L’influence politique de la secte Moon
La secte Moon, mouvement religieux fondé en Corée du Sud, est surtout connue pour ses mariages collectifs de masse. Ses liens avec Shinzo Abe, le leader incontesté de la droite japonaise, remontent à son grand-père Nobusuke Kishi, Premier ministre à la fin des années 1950. Durant la guerre froide, la droite japonaise s’est appuyée sur des mouvements religieux avec le soutien des États-Unis pour constituer une alliance anti-communiste. La secte en a profité pour se constituer un empire économique. L’essentiel de ses revenus, sous forme de dons, proviennent du Japon et sont estimés par des avocats japonais à plus d’un milliard de dollars sur une trentaine d’années. Aux États-Unis, la secte côtoie des dirigeants politiques conservateurs depuis Richard Nixon jusqu’à Donald Trump.
La moitié des parlementaires japonais ont des liens avec la secte Moon. Il y a un mouvement religieux plus influent encore : la secte Soka Gakkai. Elle dispose d’un parti politique, le Komeito, membre de la coalition au pouvoir depuis vingt ans.
Plus d’un Japonais sur deux opposés à ces funérailles
Quelque 20 000 policiers sont mobilisés dans le centre de Tokyo pour cette cérémonie et des manifestations ont eu lieu à proximité du Budokan. Plus de 60% des Japonais sont opposés à cet hommage national. Ces derniers jours, un homme a tenté de s’immoler par le feu devant la résidence officielle du Premier ministre. « Ne célébrez pas un révisionniste », lit-on sur une pancarte. Ou encore : « Interdisez cette secte qui ruine nos familles ».
«Plus d’un Japonais sur deux s’oppose à ces funérailles soi-disant nationales. Il s’agit donc d’un hommage purement factice, analyse l’historien Kyôji Miyama au micro de notre correspondant à Tokyo, Bruno Duval. Il ne reflète que le fait du prince. Cela renvoie le Japon aux années 1940, à l’époque où il usait et abusait de telles funérailles pour museler toute opinion dissidente. »
Pour Kyôji Miyama, ces funérailles constituent même « une régression démocratique ». « On en revient au régime impérial d’antan, estime l’historien. C’est très inquiétant si cela crée un précédent. Il ne faudrait pas que le Japon en arrive à vivre au rythme d’émotions nationales imposées d’en haut à des fins purement politiciennes. »
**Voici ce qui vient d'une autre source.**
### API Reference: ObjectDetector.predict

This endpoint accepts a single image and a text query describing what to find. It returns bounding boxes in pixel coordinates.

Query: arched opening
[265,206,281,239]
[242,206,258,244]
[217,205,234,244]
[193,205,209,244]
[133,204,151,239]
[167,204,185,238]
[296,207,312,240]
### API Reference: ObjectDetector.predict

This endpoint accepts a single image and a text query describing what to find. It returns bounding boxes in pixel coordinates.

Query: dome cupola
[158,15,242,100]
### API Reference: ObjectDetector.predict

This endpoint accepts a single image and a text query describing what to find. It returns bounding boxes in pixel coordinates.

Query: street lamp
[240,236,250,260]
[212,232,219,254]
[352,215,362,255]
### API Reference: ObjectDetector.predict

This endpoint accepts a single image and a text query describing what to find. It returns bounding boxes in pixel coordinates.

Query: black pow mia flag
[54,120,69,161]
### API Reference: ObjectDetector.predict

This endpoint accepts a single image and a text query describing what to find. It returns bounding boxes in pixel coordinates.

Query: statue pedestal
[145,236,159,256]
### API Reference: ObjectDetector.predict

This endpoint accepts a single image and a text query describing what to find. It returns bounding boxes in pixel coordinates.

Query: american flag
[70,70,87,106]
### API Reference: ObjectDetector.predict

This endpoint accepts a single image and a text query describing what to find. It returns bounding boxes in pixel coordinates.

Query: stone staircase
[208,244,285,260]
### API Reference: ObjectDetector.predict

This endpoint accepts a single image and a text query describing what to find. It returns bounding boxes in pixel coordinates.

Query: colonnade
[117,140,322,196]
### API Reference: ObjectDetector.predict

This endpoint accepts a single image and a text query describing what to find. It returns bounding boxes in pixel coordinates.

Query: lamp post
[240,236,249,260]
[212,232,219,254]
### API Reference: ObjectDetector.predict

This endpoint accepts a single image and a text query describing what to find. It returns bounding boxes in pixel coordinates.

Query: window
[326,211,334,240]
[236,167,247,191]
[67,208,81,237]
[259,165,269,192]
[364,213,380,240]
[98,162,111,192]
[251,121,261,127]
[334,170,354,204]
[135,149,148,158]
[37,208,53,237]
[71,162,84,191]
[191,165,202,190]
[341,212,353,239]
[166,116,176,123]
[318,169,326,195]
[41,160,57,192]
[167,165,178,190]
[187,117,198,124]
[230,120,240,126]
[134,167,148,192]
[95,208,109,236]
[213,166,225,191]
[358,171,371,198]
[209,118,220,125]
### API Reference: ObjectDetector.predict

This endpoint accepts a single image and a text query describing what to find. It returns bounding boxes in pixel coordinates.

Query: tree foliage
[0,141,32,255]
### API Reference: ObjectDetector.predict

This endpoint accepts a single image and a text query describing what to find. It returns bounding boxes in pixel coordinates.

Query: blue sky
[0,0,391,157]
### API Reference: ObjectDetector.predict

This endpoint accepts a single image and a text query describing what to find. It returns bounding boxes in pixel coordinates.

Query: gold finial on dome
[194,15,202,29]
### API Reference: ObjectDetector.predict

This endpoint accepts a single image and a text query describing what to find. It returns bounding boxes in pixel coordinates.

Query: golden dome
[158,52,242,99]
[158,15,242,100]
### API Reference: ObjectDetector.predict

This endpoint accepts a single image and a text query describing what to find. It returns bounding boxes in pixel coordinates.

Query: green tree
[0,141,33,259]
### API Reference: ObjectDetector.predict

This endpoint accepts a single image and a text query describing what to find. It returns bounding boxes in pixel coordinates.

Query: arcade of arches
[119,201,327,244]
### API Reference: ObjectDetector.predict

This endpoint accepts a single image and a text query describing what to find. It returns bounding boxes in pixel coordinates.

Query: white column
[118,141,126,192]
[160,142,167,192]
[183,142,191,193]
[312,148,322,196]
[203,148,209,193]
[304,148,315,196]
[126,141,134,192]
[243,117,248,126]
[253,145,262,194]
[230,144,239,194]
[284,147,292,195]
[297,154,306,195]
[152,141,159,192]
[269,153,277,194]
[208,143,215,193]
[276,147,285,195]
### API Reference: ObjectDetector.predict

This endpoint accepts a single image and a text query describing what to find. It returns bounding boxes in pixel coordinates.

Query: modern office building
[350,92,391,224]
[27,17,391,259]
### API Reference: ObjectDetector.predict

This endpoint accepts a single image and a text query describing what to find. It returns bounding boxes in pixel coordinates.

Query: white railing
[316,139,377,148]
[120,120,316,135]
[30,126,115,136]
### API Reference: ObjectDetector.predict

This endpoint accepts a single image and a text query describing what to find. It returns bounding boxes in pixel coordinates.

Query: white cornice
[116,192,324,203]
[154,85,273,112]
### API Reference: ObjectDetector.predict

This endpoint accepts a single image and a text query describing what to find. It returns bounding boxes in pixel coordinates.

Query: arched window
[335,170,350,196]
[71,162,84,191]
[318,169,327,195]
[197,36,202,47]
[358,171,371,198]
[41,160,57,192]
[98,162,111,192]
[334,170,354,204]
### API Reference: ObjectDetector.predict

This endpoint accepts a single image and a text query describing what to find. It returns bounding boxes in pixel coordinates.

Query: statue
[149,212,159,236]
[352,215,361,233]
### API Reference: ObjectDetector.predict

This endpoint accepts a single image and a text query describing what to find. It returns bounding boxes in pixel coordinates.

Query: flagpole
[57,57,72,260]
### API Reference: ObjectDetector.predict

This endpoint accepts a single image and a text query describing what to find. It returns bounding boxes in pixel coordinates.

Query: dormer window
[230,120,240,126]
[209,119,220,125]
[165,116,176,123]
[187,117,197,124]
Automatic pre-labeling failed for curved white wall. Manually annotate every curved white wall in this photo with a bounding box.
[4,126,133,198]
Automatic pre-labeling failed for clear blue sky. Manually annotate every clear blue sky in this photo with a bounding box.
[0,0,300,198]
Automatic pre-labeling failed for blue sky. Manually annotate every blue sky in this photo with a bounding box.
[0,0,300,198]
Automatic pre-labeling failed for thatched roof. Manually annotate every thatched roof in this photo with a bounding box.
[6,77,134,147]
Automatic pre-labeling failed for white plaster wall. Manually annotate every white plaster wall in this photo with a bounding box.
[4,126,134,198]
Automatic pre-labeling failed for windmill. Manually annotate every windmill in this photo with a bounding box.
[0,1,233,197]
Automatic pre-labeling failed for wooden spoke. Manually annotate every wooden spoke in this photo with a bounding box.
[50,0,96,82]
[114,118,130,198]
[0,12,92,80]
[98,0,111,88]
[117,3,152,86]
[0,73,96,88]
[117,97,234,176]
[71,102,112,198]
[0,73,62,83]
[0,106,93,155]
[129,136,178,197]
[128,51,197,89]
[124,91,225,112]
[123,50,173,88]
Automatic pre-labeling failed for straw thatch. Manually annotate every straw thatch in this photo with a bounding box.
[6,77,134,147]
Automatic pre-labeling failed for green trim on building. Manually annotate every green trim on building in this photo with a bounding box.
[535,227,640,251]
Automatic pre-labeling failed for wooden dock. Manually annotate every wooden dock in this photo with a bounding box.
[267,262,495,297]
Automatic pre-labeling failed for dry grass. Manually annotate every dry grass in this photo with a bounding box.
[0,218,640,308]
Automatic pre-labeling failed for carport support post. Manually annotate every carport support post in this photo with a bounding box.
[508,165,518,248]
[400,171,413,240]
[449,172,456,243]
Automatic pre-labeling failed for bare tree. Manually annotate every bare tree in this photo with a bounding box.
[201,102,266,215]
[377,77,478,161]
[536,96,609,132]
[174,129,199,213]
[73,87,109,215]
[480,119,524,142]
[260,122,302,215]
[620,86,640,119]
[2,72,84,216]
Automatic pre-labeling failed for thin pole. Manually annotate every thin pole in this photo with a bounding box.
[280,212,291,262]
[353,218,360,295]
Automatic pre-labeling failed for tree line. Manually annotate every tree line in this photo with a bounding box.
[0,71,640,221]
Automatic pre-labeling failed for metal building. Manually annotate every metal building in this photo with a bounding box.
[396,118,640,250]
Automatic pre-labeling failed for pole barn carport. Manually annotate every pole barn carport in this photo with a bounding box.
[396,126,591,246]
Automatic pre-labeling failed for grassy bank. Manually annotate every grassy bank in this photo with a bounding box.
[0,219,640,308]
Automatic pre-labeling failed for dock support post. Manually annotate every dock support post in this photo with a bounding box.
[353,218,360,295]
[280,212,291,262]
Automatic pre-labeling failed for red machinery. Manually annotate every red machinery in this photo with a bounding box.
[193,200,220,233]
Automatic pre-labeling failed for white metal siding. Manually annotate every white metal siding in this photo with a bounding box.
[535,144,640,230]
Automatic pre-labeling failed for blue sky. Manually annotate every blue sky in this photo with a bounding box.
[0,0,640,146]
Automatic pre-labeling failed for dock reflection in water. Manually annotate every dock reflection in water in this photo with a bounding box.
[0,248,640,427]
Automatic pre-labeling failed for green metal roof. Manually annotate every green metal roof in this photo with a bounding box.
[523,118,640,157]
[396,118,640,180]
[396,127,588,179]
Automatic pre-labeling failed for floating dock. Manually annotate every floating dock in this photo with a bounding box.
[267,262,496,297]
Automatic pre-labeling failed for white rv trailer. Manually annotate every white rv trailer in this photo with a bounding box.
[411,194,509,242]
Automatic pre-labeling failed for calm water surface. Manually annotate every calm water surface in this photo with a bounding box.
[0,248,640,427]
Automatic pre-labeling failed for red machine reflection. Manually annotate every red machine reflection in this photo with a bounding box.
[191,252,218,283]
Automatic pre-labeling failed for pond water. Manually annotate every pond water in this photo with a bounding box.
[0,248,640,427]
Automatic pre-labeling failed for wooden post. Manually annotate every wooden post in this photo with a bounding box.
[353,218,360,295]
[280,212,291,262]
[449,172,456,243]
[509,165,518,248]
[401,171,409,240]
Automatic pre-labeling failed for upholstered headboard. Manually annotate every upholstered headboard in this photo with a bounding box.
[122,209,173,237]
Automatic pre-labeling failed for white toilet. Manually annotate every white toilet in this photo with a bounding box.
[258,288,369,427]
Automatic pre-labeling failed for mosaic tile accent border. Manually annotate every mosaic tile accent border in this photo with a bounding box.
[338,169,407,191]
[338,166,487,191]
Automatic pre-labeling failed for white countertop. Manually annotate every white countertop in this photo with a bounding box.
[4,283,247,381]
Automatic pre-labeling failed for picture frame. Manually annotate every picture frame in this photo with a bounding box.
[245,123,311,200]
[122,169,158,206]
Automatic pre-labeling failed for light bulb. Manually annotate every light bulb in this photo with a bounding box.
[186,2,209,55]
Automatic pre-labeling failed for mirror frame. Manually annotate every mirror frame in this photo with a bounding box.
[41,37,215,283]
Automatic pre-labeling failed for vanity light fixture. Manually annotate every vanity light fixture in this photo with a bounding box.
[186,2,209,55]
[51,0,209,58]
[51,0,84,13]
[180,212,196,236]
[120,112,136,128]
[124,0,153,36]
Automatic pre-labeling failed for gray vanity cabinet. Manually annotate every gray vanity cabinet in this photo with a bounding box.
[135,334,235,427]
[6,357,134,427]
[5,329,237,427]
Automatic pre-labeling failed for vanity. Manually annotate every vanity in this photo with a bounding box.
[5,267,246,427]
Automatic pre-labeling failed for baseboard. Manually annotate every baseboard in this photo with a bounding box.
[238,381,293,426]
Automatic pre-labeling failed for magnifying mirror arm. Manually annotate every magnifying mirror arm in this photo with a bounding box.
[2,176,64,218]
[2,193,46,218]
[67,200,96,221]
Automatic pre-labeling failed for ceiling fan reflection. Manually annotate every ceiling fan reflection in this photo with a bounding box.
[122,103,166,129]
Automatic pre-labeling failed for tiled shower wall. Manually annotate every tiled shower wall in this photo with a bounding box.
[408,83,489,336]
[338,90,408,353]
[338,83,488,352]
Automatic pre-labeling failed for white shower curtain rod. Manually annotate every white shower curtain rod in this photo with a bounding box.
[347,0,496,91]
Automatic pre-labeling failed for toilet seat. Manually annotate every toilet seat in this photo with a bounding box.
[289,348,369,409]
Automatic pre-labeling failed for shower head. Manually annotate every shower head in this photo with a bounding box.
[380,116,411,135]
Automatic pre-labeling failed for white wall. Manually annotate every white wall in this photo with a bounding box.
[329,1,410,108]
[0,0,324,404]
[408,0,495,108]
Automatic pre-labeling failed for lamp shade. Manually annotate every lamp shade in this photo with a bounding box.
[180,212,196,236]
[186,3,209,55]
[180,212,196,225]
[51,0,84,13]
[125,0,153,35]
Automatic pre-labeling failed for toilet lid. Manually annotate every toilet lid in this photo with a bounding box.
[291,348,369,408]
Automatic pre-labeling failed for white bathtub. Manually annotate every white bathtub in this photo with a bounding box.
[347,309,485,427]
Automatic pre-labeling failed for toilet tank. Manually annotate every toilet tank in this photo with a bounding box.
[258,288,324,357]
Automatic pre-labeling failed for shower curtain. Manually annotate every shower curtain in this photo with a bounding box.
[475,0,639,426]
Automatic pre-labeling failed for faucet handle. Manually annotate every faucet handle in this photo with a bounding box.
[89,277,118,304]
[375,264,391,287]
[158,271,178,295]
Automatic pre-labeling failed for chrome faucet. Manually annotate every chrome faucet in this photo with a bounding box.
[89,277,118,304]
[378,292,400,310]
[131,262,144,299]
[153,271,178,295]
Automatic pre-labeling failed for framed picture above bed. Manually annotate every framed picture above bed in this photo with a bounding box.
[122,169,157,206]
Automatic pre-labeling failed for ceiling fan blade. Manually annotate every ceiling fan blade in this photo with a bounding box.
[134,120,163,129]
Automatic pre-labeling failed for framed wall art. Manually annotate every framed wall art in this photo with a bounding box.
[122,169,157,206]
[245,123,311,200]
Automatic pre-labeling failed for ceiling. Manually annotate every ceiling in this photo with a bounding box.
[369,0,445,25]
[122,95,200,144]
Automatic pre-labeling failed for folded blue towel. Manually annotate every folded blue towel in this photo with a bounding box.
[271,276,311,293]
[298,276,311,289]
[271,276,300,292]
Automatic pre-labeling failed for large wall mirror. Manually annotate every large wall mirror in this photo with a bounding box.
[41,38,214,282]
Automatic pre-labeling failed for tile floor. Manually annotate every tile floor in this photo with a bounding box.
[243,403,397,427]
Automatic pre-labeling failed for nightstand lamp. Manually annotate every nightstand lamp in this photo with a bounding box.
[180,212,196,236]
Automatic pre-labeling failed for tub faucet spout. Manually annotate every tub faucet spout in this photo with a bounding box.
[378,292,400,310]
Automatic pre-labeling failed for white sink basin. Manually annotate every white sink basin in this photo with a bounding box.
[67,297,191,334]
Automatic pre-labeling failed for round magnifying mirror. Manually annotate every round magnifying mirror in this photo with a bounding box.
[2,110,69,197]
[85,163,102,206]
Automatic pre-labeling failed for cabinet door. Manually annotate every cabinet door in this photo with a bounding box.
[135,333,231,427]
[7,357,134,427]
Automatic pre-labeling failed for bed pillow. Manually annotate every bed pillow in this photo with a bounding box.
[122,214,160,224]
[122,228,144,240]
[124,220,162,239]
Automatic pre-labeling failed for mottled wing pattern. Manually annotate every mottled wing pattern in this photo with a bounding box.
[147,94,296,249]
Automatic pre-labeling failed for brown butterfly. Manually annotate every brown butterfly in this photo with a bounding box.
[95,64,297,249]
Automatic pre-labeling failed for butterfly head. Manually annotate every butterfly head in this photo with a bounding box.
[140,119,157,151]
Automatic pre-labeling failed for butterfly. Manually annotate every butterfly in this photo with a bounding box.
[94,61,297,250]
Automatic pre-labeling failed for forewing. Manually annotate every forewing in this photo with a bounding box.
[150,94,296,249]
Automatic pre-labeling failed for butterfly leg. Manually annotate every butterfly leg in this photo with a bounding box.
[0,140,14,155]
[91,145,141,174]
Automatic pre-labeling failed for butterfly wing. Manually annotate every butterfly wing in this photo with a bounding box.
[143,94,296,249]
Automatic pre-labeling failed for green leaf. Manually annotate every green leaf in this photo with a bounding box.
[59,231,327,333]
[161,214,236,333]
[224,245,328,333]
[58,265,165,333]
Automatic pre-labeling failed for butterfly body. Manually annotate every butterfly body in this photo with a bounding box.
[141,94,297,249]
Le Japon n’a pas à lui rendre un tel hommage. Sa personnalité et sa politique étaient clivantes, son bilan est très mitigé et, en plus, il a été éclaboussé par les scandales politico-financiers.
Une quarantaine de dignitaires étrangers
Mais le parti au pouvoir récuse une telle analyse. Un de ses ténors a même soutenu que « les vrais Japonais » sont favorables aux funérailles. Sous-entendu : ceux qui les critiquent manquent de civisme, voire de patriotisme.
Une quarantaine de dignitaires étrangers assistent à cette cérémonie. Pour eux, Shinzo Abe est l’homme qui a mené une diplomatie très active sur la scène mondiale. La chaîne de télévision publique NHK couvre cette cérémonie avec le plus grand respect pour Shinzo Abe. Il a contribué à l’émergence d’une région indo-pacifique pour contrer les ambitions de puissance de la Chine, s’est rapproché de Taïwan, il a renforcé l’alliance avec les États-Unis. Il n’était pas impopulaire, sinon son parti conservateur ne l’aurait pas laissé au pouvoir durant huit ans. La vice-présidente américaine Kamala Harris, le président vietnamien et d’autres saluent aujourd’hui à Tokyo Shinzo Abe le réaliste dans une région du monde lourde de dangers.